Gazzarata Roberta, Chronaki Catherine, Ricciardi Francesco, Giuliani Francesco, Zampognaro Paolo, Mercalli Franco, Allocca Carlo, Gaeta Eugenio, Fico Giuseppe, Cangioli Giorgio
HL7 Europe, Brussels, Belgium.
Casa Sollievo della Sofferenza Research Hospital, San Giovanni Rotondo, Italy.
Stud Health Technol Inform. 2023 Oct 20;309:106-110. doi: 10.3233/SHTI230751.

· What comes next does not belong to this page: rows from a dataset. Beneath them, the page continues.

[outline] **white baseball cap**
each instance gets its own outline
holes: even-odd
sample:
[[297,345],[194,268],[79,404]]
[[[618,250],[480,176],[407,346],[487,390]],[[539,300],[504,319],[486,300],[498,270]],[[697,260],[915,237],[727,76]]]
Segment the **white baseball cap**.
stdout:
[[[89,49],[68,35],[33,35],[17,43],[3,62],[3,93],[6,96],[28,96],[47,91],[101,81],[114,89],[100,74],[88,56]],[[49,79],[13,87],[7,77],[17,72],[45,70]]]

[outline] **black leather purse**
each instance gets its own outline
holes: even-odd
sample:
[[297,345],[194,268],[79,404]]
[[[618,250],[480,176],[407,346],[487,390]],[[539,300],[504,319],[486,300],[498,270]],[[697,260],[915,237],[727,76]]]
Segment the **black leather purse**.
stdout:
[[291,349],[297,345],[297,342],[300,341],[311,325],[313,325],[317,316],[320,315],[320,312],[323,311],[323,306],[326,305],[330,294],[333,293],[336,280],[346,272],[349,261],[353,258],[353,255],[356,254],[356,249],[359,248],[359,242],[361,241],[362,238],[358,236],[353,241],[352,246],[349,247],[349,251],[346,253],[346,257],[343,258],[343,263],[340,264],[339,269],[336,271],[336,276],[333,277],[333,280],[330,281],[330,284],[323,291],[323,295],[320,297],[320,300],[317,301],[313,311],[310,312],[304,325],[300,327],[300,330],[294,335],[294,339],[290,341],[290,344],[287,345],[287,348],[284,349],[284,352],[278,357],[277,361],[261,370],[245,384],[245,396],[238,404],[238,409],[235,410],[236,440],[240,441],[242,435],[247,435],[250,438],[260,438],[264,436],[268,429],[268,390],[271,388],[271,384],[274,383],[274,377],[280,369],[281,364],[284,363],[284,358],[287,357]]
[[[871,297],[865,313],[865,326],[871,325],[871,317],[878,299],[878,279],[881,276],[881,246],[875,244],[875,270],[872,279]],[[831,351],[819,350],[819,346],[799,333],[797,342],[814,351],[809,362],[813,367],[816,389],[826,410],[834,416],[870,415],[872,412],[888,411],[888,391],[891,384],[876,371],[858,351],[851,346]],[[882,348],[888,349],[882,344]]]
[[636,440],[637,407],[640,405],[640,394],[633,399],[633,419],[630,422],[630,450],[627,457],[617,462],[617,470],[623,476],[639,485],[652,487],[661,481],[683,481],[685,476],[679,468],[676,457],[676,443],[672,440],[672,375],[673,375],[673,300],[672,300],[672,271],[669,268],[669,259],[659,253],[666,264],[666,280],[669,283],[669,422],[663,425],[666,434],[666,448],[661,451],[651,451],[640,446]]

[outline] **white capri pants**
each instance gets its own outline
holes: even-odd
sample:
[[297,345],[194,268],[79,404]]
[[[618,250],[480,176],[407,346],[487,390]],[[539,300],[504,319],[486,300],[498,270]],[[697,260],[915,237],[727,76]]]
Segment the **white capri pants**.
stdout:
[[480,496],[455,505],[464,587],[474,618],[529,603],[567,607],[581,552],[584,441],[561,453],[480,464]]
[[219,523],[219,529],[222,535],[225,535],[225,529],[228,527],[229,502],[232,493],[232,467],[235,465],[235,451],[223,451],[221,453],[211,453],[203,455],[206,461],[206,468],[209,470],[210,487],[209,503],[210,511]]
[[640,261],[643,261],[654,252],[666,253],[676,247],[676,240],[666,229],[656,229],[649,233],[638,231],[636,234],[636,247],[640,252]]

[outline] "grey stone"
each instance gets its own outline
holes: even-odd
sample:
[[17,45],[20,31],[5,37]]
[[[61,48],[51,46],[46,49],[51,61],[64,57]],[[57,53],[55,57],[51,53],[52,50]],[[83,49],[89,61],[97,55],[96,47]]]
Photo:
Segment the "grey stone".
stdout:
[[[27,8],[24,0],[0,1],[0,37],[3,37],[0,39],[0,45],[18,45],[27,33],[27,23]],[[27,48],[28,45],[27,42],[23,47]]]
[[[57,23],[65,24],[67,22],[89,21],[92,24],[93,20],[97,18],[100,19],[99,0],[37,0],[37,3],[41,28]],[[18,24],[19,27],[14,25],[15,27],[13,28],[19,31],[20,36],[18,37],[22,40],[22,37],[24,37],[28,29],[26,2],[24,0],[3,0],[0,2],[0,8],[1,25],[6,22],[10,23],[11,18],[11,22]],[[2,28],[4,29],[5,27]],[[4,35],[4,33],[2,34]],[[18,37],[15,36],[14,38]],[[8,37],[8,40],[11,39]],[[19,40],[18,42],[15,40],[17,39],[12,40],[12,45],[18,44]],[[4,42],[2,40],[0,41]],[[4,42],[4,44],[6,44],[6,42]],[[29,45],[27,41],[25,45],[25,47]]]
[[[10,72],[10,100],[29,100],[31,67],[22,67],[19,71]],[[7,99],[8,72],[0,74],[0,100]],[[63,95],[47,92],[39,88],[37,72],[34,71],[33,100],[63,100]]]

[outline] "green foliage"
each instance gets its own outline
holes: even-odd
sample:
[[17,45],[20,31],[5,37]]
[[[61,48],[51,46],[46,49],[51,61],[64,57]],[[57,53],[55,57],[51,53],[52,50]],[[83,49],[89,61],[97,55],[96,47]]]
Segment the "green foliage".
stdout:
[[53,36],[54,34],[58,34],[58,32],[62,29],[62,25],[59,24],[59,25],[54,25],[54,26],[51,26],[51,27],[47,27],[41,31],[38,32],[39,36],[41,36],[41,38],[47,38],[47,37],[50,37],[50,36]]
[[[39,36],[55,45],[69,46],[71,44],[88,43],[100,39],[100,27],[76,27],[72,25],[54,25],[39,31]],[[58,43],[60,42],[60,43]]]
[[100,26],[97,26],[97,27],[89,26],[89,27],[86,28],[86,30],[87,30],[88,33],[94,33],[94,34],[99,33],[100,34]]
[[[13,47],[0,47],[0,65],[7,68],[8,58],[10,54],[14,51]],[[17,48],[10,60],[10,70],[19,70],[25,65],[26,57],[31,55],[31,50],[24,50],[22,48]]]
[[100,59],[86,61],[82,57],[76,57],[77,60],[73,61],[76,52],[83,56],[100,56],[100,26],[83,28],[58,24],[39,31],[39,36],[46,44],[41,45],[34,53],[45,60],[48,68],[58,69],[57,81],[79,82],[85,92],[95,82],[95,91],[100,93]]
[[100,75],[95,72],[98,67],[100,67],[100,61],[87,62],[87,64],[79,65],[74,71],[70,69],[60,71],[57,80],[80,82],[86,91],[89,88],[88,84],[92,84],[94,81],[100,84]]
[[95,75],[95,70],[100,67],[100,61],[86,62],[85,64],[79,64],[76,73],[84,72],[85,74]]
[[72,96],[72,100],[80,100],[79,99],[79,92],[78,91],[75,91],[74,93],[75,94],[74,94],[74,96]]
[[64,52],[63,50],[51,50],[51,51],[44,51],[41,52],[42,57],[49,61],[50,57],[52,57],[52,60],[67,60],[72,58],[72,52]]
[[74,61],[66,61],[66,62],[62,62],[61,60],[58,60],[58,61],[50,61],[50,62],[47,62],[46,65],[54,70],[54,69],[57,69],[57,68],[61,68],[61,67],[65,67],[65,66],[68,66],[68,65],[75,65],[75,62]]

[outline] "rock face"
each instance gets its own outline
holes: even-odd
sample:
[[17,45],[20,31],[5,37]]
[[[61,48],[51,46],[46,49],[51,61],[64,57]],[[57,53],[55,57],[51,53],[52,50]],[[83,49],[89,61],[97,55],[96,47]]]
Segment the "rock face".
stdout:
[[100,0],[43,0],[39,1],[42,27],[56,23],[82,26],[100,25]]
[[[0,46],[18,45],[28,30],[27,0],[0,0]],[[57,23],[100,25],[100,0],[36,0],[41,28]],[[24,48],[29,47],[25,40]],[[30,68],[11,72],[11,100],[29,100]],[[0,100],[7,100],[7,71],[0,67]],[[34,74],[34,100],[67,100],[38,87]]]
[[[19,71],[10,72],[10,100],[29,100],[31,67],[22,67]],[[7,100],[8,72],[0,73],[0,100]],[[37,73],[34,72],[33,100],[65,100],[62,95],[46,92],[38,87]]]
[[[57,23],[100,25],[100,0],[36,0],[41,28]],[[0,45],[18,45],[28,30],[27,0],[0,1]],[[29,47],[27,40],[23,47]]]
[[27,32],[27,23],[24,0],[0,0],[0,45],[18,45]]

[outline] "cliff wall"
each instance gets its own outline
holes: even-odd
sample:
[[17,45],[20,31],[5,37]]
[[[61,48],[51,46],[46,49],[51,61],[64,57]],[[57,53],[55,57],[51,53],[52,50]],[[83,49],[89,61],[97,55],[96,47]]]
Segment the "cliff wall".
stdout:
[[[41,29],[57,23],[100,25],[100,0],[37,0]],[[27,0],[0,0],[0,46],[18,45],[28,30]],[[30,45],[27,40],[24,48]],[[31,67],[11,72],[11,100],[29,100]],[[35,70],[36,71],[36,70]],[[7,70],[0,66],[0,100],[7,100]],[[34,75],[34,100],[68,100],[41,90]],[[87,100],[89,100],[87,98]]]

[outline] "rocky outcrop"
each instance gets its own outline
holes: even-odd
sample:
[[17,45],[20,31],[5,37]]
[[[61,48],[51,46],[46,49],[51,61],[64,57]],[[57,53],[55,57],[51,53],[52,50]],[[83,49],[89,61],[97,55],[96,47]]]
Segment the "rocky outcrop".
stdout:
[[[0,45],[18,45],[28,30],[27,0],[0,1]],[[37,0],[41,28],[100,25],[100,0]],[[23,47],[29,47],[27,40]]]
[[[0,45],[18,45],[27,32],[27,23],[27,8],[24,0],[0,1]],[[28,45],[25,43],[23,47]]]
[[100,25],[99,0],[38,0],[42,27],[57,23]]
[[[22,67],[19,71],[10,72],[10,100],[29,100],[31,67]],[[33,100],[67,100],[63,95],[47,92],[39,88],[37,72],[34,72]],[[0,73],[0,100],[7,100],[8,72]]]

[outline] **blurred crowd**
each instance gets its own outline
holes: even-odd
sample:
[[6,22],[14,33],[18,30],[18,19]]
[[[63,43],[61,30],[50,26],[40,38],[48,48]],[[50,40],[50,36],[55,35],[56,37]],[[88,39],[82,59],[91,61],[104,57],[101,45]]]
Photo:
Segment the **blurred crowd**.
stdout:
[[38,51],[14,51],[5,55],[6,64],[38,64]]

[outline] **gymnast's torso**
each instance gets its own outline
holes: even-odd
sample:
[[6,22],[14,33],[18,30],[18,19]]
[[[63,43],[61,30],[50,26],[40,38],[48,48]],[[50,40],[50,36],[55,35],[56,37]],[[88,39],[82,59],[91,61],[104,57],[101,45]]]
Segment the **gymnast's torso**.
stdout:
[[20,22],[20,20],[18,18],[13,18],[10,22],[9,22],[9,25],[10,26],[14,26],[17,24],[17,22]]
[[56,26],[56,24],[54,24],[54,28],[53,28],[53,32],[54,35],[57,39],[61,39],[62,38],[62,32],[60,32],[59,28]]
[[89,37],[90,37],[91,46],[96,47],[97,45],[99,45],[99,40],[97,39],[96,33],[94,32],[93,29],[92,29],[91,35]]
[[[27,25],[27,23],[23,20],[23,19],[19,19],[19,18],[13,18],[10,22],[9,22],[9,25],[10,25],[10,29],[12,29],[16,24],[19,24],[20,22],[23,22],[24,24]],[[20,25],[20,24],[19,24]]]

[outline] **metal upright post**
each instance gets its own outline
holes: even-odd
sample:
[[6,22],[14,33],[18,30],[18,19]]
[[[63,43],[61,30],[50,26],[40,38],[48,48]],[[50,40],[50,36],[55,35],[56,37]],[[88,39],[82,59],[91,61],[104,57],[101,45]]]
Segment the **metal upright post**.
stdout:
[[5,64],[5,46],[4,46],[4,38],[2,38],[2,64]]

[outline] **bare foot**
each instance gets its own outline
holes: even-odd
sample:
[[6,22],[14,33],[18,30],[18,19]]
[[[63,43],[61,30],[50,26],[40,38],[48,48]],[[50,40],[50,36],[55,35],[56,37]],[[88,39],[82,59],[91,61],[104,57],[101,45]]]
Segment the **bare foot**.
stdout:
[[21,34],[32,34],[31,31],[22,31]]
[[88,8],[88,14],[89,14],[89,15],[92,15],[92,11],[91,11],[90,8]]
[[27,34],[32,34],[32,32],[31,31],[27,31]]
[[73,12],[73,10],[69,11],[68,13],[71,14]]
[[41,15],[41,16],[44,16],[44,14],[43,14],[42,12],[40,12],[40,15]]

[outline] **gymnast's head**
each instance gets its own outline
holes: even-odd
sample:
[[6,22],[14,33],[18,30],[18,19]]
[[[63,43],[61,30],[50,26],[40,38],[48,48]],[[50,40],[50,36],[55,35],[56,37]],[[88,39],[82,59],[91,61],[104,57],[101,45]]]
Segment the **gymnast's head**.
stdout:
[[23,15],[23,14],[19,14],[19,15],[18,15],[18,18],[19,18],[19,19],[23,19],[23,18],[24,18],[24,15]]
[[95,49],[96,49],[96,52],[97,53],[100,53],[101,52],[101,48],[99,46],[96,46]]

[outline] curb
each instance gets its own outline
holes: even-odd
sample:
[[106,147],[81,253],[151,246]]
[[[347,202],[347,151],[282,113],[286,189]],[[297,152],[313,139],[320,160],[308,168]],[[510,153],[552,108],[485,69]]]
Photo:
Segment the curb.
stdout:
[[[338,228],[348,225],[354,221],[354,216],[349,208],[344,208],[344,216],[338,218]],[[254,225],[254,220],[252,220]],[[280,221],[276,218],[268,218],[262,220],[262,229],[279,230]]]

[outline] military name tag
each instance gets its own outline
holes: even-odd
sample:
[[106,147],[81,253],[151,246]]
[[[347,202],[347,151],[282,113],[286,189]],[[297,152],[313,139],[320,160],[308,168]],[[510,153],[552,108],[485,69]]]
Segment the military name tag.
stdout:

Telemedicine can provide benefits in patient affected by chronic diseases or elderly citizens as part of standard routine care supported by digital health. The GATEKEEPER (GK) Project was financed to create a vendor independent platform to be adopted in medical practice and to demonstrate its effect, benefit value, and scalability in 8 connected medical use cases with some independent pilots. This paper, after a description of the GK platform architecture, is focused on the creation of a FHIR (Fast Healthcare Interoperability Resource) IG (Implementation Guide) and its adoption in specific use cases. The final aim is to combine conventional data, collected in the hospital, with unconventional data, coming from wearable devices, to exploit artificial intelligence (AI) models designed to evaluate the effectiveness of a new parsimonious risk prediction model for Type 2 diabetes (T2D).
作为数字健康支持的标准常规护理的一部分,远程医疗可以为慢性病患者或老年公民带来益处。GATEKEEPER(GK)项目获得资助,旨在创建一个独立于供应商的平台,以便在医疗实践中采用,并通过一些独立试点在8个相关医疗用例中展示其效果、效益价值和可扩展性。本文在描述了GK平台架构之后,重点介绍了FHIR(快速医疗保健互操作性资源)IG(实施指南)的创建及其在特定用例中的应用。最终目标是将医院收集的传统数据与可穿戴设备产生的非传统数据相结合,以利用人工智能(AI)模型来评估一种新的简约型2型糖尿病(T2D)风险预测模型的有效性。